The biggest mistake I have ever made in business was believing that if I hired people and paid them well enough that I would not have to hold them accountable.
With few exceptions, most people don’t produce the result they are capable of without some level of accountability. Goals by themselves don’t provide accountability. Neither do KPIs. Accountability is the requirement that you reach those goals and produce those KPIs. It’s more than knowing what results you are responsible for; it’s also having to answer for those results.
As a young leader, I hired people who had experience, and I paid them appropriately. I thought that they would do their job every day, produce results, and put up numbers. No one ever had to ask me to do my job, so why should I have to ask anyone else to do theirs. I thought well-paid people were self-starters and required no external motivation to do their work. I was sorely mistaken.
The results were abysmal. The people I hired and failed to lead by holding them accountable failed in their roles. Not only did they fail to produce results, but they also failed to lead and hold their people accountable. One of them disappeared during the day, always coming up with some story about where she was and what she was doing.

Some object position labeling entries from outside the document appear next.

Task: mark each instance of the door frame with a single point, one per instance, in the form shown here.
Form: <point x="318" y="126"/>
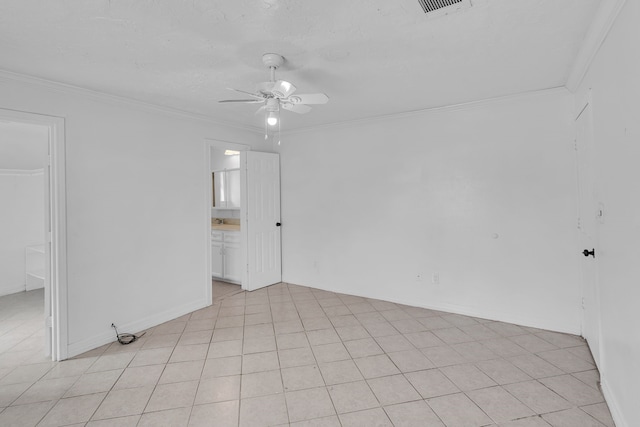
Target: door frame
<point x="209" y="144"/>
<point x="56" y="220"/>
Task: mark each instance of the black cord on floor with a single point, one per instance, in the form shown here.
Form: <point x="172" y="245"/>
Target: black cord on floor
<point x="125" y="339"/>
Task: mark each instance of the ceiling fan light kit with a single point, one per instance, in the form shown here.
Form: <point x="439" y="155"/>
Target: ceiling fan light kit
<point x="275" y="95"/>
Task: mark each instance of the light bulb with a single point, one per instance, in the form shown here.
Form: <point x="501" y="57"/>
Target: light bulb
<point x="272" y="119"/>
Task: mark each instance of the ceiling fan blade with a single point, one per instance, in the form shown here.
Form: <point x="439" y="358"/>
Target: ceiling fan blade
<point x="309" y="98"/>
<point x="296" y="108"/>
<point x="247" y="93"/>
<point x="244" y="101"/>
<point x="283" y="89"/>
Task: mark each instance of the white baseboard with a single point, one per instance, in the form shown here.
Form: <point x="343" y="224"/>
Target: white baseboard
<point x="616" y="413"/>
<point x="507" y="317"/>
<point x="14" y="290"/>
<point x="139" y="325"/>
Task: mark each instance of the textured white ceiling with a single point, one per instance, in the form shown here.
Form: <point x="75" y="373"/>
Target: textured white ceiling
<point x="22" y="146"/>
<point x="372" y="57"/>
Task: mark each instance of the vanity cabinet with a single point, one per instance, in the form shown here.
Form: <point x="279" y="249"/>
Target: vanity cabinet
<point x="226" y="260"/>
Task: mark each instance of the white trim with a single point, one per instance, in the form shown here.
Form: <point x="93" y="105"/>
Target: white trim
<point x="596" y="35"/>
<point x="612" y="403"/>
<point x="135" y="327"/>
<point x="534" y="322"/>
<point x="21" y="172"/>
<point x="58" y="221"/>
<point x="445" y="108"/>
<point x="106" y="97"/>
<point x="15" y="290"/>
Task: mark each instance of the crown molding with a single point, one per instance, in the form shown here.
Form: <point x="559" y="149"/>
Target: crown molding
<point x="596" y="35"/>
<point x="21" y="172"/>
<point x="66" y="88"/>
<point x="554" y="91"/>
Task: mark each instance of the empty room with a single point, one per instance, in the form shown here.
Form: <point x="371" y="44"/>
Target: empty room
<point x="336" y="213"/>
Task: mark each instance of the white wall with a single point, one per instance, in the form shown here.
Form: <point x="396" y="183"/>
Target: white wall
<point x="21" y="225"/>
<point x="613" y="78"/>
<point x="136" y="208"/>
<point x="366" y="208"/>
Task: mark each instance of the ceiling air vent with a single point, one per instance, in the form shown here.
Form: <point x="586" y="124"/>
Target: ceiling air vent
<point x="443" y="7"/>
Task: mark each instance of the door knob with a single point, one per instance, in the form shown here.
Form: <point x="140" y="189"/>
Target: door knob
<point x="588" y="252"/>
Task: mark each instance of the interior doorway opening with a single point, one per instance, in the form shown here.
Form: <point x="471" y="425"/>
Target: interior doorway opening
<point x="45" y="259"/>
<point x="225" y="248"/>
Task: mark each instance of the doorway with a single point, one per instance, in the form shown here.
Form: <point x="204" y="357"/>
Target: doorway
<point x="225" y="251"/>
<point x="45" y="262"/>
<point x="249" y="255"/>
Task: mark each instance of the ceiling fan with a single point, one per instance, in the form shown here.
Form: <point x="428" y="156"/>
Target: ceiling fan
<point x="277" y="95"/>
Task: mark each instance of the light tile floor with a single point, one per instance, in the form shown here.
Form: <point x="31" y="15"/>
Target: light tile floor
<point x="295" y="356"/>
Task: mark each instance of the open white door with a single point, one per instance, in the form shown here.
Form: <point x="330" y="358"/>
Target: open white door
<point x="260" y="212"/>
<point x="589" y="215"/>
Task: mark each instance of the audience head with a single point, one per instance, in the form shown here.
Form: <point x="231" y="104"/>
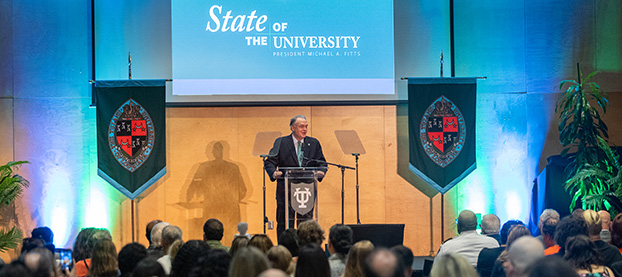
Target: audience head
<point x="452" y="265"/>
<point x="150" y="228"/>
<point x="40" y="262"/>
<point x="567" y="227"/>
<point x="186" y="257"/>
<point x="242" y="228"/>
<point x="490" y="224"/>
<point x="213" y="229"/>
<point x="551" y="266"/>
<point x="289" y="239"/>
<point x="262" y="242"/>
<point x="521" y="254"/>
<point x="581" y="253"/>
<point x="148" y="267"/>
<point x="467" y="221"/>
<point x="170" y="234"/>
<point x="505" y="230"/>
<point x="310" y="232"/>
<point x="312" y="261"/>
<point x="407" y="257"/>
<point x="356" y="258"/>
<point x="593" y="222"/>
<point x="248" y="262"/>
<point x="280" y="258"/>
<point x="104" y="260"/>
<point x="214" y="264"/>
<point x="339" y="239"/>
<point x="156" y="234"/>
<point x="383" y="263"/>
<point x="129" y="256"/>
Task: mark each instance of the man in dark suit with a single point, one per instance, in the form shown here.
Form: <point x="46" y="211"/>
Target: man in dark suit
<point x="295" y="150"/>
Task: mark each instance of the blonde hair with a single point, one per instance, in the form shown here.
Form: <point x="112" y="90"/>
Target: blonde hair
<point x="452" y="265"/>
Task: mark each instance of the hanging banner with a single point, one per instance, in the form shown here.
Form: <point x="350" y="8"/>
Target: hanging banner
<point x="131" y="133"/>
<point x="441" y="121"/>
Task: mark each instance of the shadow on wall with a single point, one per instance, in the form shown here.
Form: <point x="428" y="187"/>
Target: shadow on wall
<point x="215" y="189"/>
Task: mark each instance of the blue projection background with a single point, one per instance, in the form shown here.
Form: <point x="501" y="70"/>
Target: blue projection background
<point x="276" y="47"/>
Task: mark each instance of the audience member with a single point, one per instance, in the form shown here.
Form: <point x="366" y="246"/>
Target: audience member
<point x="383" y="263"/>
<point x="521" y="254"/>
<point x="581" y="253"/>
<point x="187" y="256"/>
<point x="170" y="234"/>
<point x="605" y="233"/>
<point x="548" y="236"/>
<point x="129" y="256"/>
<point x="569" y="226"/>
<point x="312" y="261"/>
<point x="289" y="239"/>
<point x="214" y="264"/>
<point x="148" y="267"/>
<point x="356" y="258"/>
<point x="468" y="243"/>
<point x="104" y="261"/>
<point x="491" y="226"/>
<point x="452" y="265"/>
<point x="310" y="232"/>
<point x="339" y="243"/>
<point x="242" y="230"/>
<point x="280" y="258"/>
<point x="262" y="242"/>
<point x="213" y="231"/>
<point x="551" y="266"/>
<point x="238" y="243"/>
<point x="248" y="262"/>
<point x="407" y="257"/>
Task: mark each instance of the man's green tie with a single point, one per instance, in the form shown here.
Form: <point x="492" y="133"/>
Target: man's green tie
<point x="299" y="153"/>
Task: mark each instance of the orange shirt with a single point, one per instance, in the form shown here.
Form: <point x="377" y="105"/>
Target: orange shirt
<point x="552" y="250"/>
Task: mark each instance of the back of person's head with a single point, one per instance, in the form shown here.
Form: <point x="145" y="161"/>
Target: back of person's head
<point x="312" y="261"/>
<point x="187" y="257"/>
<point x="383" y="263"/>
<point x="289" y="239"/>
<point x="340" y="237"/>
<point x="467" y="221"/>
<point x="593" y="222"/>
<point x="213" y="229"/>
<point x="516" y="232"/>
<point x="505" y="229"/>
<point x="148" y="267"/>
<point x="356" y="258"/>
<point x="262" y="242"/>
<point x="567" y="227"/>
<point x="280" y="258"/>
<point x="407" y="257"/>
<point x="149" y="228"/>
<point x="15" y="268"/>
<point x="490" y="224"/>
<point x="129" y="256"/>
<point x="214" y="264"/>
<point x="310" y="232"/>
<point x="551" y="266"/>
<point x="238" y="242"/>
<point x="156" y="234"/>
<point x="452" y="265"/>
<point x="581" y="252"/>
<point x="170" y="234"/>
<point x="248" y="262"/>
<point x="522" y="253"/>
<point x="104" y="260"/>
<point x="40" y="261"/>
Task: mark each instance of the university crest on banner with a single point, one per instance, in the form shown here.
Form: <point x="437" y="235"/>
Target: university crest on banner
<point x="131" y="141"/>
<point x="441" y="120"/>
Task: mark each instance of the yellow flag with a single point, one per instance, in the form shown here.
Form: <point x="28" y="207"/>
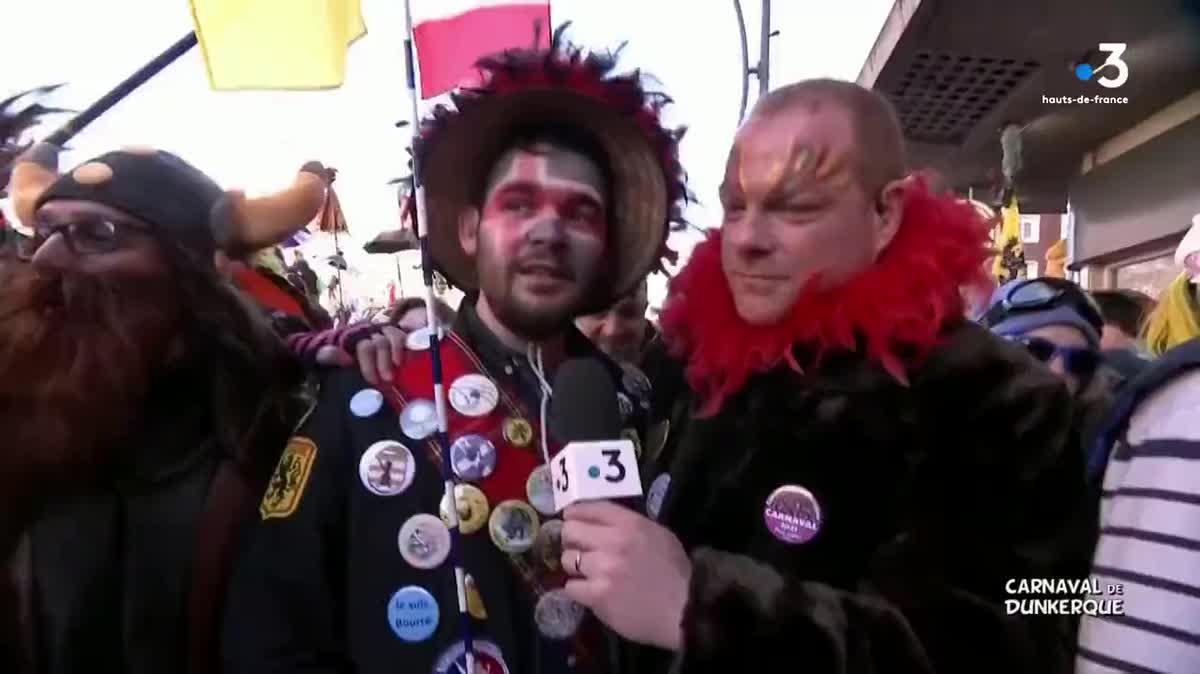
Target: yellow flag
<point x="1009" y="264"/>
<point x="276" y="43"/>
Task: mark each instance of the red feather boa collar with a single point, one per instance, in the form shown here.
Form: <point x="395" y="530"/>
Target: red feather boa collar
<point x="899" y="304"/>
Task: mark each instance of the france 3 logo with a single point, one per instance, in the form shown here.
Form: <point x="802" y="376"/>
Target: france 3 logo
<point x="1114" y="49"/>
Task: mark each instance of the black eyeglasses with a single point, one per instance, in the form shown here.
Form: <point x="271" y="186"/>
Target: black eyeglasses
<point x="87" y="236"/>
<point x="1075" y="360"/>
<point x="1043" y="293"/>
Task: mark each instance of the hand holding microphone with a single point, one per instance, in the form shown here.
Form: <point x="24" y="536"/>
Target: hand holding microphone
<point x="630" y="571"/>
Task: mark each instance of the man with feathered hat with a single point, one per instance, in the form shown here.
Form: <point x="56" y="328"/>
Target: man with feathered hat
<point x="142" y="399"/>
<point x="550" y="190"/>
<point x="857" y="471"/>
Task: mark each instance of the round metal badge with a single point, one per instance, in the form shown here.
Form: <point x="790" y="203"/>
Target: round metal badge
<point x="489" y="659"/>
<point x="540" y="489"/>
<point x="473" y="457"/>
<point x="513" y="527"/>
<point x="657" y="494"/>
<point x="547" y="547"/>
<point x="424" y="541"/>
<point x="366" y="403"/>
<point x="558" y="615"/>
<point x="413" y="614"/>
<point x="419" y="339"/>
<point x="473" y="395"/>
<point x="517" y="432"/>
<point x="419" y="419"/>
<point x="387" y="468"/>
<point x="473" y="509"/>
<point x="792" y="515"/>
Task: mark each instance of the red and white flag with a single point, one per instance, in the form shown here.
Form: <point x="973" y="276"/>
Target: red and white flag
<point x="451" y="35"/>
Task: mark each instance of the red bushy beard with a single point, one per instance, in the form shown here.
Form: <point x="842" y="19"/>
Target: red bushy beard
<point x="895" y="307"/>
<point x="77" y="354"/>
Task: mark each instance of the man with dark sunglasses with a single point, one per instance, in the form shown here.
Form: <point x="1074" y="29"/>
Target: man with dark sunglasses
<point x="143" y="402"/>
<point x="1055" y="320"/>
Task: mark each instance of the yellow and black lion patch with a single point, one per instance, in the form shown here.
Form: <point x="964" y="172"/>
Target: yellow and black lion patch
<point x="289" y="479"/>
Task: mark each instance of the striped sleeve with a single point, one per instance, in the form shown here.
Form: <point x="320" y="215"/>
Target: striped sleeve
<point x="1150" y="542"/>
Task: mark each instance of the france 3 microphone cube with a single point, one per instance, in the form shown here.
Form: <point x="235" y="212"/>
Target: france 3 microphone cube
<point x="595" y="470"/>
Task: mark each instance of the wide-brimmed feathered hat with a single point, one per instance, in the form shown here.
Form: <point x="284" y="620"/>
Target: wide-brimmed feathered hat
<point x="559" y="85"/>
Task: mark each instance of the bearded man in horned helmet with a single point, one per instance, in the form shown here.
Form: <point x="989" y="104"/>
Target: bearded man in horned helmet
<point x="142" y="401"/>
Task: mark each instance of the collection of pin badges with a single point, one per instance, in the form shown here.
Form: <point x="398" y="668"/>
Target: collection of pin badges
<point x="388" y="468"/>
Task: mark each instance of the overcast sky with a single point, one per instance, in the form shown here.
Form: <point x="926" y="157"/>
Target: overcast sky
<point x="257" y="140"/>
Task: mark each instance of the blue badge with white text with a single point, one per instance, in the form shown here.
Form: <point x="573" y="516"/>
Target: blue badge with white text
<point x="413" y="614"/>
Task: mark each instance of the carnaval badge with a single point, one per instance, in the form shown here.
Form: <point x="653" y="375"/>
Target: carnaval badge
<point x="792" y="515"/>
<point x="289" y="480"/>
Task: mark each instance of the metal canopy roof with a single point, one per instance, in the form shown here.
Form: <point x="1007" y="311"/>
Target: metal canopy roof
<point x="959" y="70"/>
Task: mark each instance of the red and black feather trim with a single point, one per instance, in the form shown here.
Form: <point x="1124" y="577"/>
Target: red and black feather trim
<point x="892" y="313"/>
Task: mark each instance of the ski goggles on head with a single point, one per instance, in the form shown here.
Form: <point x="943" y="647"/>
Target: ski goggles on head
<point x="1079" y="361"/>
<point x="1041" y="294"/>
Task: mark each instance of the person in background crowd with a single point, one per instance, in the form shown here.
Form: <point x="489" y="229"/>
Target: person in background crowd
<point x="1056" y="320"/>
<point x="1125" y="314"/>
<point x="18" y="114"/>
<point x="862" y="468"/>
<point x="309" y="278"/>
<point x="143" y="401"/>
<point x="1175" y="319"/>
<point x="409" y="314"/>
<point x="538" y="212"/>
<point x="289" y="310"/>
<point x="1060" y="325"/>
<point x="1147" y="464"/>
<point x="622" y="330"/>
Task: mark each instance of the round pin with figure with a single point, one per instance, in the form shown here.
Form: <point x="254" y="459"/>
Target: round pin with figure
<point x="387" y="468"/>
<point x="513" y="527"/>
<point x="413" y="613"/>
<point x="473" y="457"/>
<point x="540" y="489"/>
<point x="473" y="395"/>
<point x="489" y="659"/>
<point x="366" y="403"/>
<point x="547" y="547"/>
<point x="657" y="494"/>
<point x="558" y="617"/>
<point x="424" y="541"/>
<point x="419" y="419"/>
<point x="473" y="509"/>
<point x="517" y="432"/>
<point x="792" y="515"/>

Leading requires that you hold people accountable. It takes a tremendous amount of time and energy.
I also believed that people are inherently money motivated and that the right compensation plan with the right incentives would be enough to drive people to perform. I was wrong here, too.
A small number of people are truly money motivated. These people always find a way to make more money. They don’t just want more money; they take action to make it their reality.
As important as incentives can be in driving a desired set of behaviors, they are still no substitute for accountability. If I could pull only one lever, incentives or accountability, I’d take the latter every time.